Dipping for sub-aquatic beasties

Wednesday, August 8th 2018

On today's Pond Dipping - Discover the Depths! event we were running all three dipping platforms for the first time this year.

Our 22 strong group of Pond Dippers found all manner of things, including various beetle larvae, fish, midge nymphs, water boatman, dragonfly and damselfly nymphs, pond skaters, whirligig beetles and two Great Diving Beetles.  

Great Diving Beetles undergo complete metamorphosis, meaning that they have a four staged life cycle; egg, larva, pupa and adult, with some living for up to 3 years in their adult form!

If you cast your mind back to the 11th June I mentioned that the Great Diving Beetle larvae was a 'fierce predator', the same can certainly be said of the adult form, which will also hunt smaller invertebrates, tadpoles and small fish.

Aquatic beetles began colonising the land having evolved over millions of years, and as such still rely on atmospheric oxygen, returning to the surface of the pond to replenish their supply of air which they store beneath hardened fore wings (elytra) which also serve to protect their membranous hind wings. 
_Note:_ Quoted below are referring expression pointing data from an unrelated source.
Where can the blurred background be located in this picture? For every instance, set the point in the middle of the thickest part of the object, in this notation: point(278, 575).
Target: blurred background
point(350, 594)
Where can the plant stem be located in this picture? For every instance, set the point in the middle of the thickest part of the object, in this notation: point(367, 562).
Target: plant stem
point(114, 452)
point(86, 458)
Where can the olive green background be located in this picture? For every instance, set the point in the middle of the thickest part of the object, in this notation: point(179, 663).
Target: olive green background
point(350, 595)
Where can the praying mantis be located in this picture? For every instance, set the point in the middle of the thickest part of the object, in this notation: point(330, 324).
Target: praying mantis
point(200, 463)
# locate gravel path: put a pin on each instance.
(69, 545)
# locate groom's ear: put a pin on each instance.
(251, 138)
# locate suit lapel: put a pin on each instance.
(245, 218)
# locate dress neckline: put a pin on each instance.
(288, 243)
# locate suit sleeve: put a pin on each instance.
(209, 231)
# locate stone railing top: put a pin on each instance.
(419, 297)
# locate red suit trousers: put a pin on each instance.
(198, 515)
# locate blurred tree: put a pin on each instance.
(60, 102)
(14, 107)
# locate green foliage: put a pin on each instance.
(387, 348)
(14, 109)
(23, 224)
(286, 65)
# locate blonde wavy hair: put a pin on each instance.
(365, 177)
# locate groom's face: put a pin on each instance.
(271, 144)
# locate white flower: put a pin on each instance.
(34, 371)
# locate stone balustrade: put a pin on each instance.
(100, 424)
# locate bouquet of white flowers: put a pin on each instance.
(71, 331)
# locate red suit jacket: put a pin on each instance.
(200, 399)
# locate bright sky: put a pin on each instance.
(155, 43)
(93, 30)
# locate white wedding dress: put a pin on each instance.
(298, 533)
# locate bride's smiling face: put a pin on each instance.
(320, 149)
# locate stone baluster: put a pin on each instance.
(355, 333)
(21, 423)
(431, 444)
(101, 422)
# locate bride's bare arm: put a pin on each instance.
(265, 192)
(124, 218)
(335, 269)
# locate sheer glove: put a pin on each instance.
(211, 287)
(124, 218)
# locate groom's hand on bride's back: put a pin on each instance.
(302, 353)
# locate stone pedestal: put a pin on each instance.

Despite being so heavily armoured adult Great Diving Beetles are able to fly, and will do so when colonising new ponds. They will do this when competition for food is too high, in order to search for mates, or to find more suitable habitat.

It is plausible that a few adults many have chosen the bottom pond on the Scrapes because it is deeper and so less likely to freeze all the way to the bottom in winter, allowing them to hibernate in the plant matter and detritus at the bottom.